L’élaboration d’un guide d’action implique la prise en compte de la procédure suivante, adaptable à chaque situation et à chaque établissement :

  • Désignation d'une équipe / de personnes ressources
  • Co-construction ou révision du plan d'action pour les situations de crise
  • Élaboration d'un plan pour les mesures de suivi

Consultez les directives communales ou cantonales en tant que modèles, par exemple :

  • Le guide « Situations d’urgence et de crise dans les écoles », une aide à l’élaboration d’un concept d’urgence et de gestion des crises (avec modèles) élaboré par la police et la Haute école pédagogique de Berne à l’intention des établissements scolaires.
  • Le guide « Gestion d’une situation de crise », document à l’usage des écoles élaboré par le Service de l’enseignement du canton du Jura.
  • La procédure « GRAFIC » développée par le canton de Vaud pour la Gestion des Ressources d'Accompagnement et de Formation en cas d'Incident Critique.

A l’attention des directions d’établissements

Spécificités et conditions préalables à l'intervention en cas de crise
« L'intervention de crise vise à  stabiliser, rassurer, sécuriser et orienter les personnes touchées ; les informer sur l'événement, ses conséquences, les mesures à prendre, les réactions de stress, etc. ; mobiliser les systèmes de soutien externes, les réseaux et les ressources personnelles, ainsi qu'atténuer et normaliser les réactions extrêmes et leurs conséquences.

L'expérience personnelle en matière de gestion de crise et de gestion de situations liées à la mort et à la souffrance est assurément utile pour la gestion et la collaboration au sein d'une équipe de crise (EC). La connaissance de vos propres limites et possibilités vous protège contre les risques liés notamment au surmenage, aux réactions de stress et aux traumatismes. Concernant l'organisation et la coordination des tâches au sein de l’EC, vous devez être flexible et capable de travailler sous pression dans des délais très courts et être résistant·e au stress. Dans votre fonction de direction, il est important que vous fassiez également preuve de solides qualités de leadership, de compétences en communication et d'authenticité. Dans le domaine d'intervention, les critères fondamentaux sont la capacité d'approcher les personnes concernées, d'offrir de l'aide de façon discrète, d'établir la confiance, d'être capable d'écouter, mais aussi d'endurer le silence ou même le rejet.

Un mot pour se préserver
Commencez toujours par obtenir une vue d'ensemble de la situation, souvent chaotique. Essayez de reconnaître les dangers et d'agir en conséquence. Veillez à solliciter de l’aide et à vous décharger de certaines tâches, si nécessaire. Si vous traversez vous-même une crise personnelle (par ex., un divorce, une maladie, le décès d'un·e proche, etc.), il est tout à fait légitime et même conseillé de se faire remplacer par une personne plus apte à la prise de décisions et de mesures adéquates.

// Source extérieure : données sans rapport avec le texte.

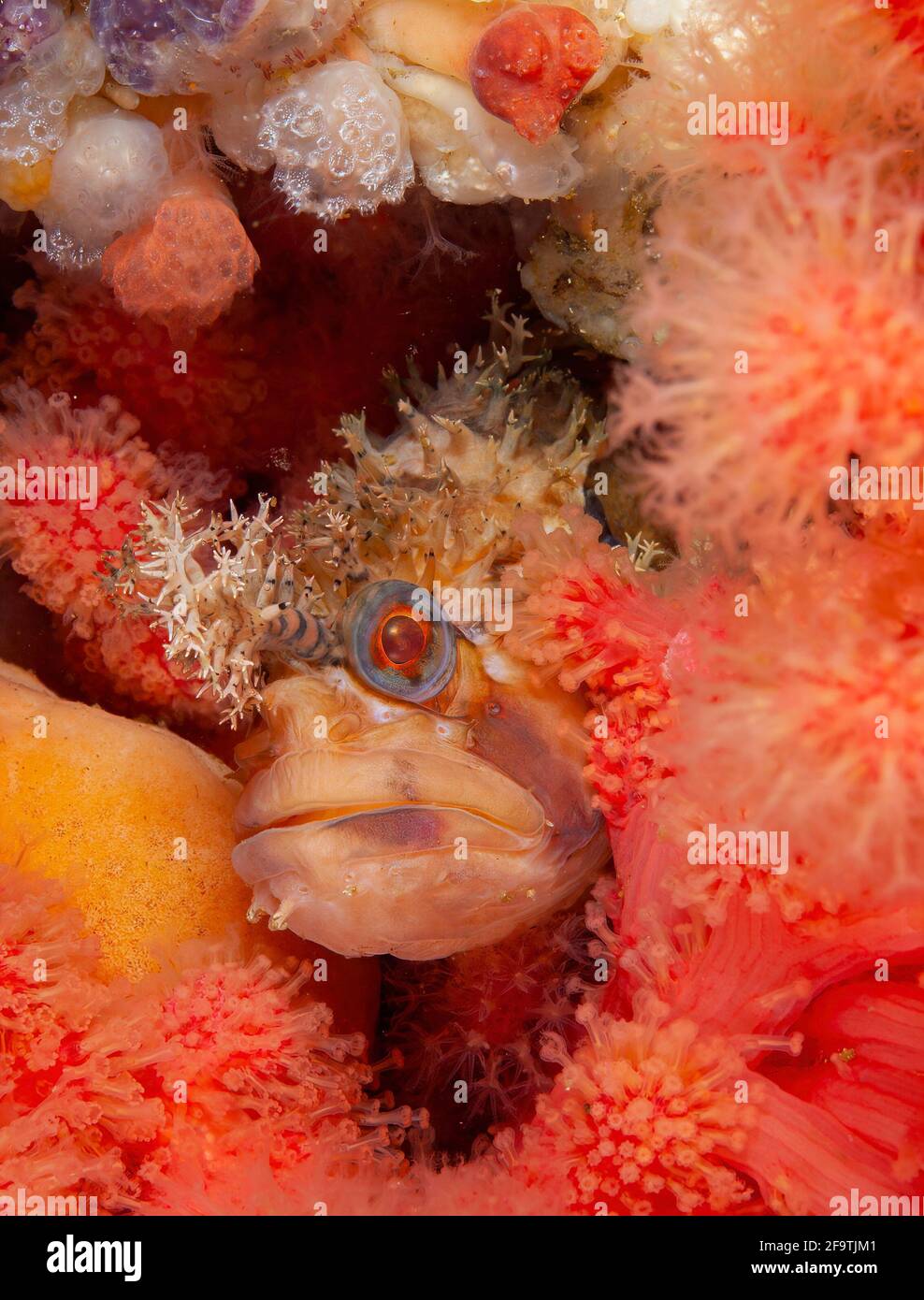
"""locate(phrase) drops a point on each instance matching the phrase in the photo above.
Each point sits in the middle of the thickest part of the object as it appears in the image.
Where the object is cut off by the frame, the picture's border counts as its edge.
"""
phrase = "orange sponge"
(185, 266)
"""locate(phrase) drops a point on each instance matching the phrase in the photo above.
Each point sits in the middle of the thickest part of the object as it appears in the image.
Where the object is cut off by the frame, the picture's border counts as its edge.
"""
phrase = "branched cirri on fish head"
(412, 788)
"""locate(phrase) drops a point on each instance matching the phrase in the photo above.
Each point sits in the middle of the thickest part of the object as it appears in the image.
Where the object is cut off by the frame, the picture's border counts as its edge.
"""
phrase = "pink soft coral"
(780, 329)
(828, 679)
(69, 1100)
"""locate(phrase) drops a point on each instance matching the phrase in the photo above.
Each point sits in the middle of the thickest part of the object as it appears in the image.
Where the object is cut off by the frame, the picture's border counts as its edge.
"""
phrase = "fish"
(411, 787)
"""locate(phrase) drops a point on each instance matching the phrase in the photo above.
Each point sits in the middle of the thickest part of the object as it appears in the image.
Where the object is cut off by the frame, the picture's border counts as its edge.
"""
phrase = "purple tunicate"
(22, 27)
(137, 38)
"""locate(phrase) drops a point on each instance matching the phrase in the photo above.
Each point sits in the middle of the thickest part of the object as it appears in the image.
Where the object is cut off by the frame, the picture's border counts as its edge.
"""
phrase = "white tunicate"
(447, 164)
(649, 17)
(339, 140)
(34, 100)
(237, 120)
(106, 180)
(521, 169)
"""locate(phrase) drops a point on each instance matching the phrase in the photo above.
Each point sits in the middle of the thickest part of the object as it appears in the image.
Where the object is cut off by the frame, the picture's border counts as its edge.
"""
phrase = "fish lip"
(351, 813)
(346, 812)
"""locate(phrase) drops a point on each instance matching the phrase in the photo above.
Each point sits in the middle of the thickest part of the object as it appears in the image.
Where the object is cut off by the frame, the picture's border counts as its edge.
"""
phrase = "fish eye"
(394, 645)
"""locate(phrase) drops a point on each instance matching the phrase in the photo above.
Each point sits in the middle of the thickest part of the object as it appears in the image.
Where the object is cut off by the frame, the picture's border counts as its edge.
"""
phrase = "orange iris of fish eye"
(402, 640)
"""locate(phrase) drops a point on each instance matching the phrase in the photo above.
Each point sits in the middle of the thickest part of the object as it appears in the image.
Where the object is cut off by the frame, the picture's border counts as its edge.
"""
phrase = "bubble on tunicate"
(339, 140)
(106, 180)
(36, 95)
(22, 27)
(237, 120)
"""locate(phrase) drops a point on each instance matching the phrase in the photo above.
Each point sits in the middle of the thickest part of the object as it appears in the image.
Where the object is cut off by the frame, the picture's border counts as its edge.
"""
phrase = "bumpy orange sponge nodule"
(185, 266)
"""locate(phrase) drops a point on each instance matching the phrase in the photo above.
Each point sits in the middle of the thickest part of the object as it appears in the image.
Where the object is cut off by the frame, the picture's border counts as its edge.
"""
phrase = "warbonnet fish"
(412, 788)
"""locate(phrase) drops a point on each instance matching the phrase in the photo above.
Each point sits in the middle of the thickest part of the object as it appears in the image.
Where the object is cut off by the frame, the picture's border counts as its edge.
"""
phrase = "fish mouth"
(325, 788)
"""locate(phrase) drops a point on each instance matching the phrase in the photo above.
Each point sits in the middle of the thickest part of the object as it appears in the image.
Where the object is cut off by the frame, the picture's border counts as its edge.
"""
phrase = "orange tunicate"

Après un engagement éprouvant en EC (équipe de crise), un débriefing entre collègues, ainsi qu'une supervision si nécessaire, vont de soi [...] ».

Source : Traduction RADIX tirée de: Anregungen zu Kriseninterventionen aus dem Thüringischen Kultusministerium (2006). Details nachzulesen z.B. in: Nikendei, A. (2012). Psychosoziale Notfallversorgung (PSNV) – Praxisbuch Krisenintervention. Edewecht: Stumpf+Kossendey.

 

1    EDK (2004)
2    Gräser, Esser & Saile (1995)
3    Nikendei (2012)
4    Scharinger (2020)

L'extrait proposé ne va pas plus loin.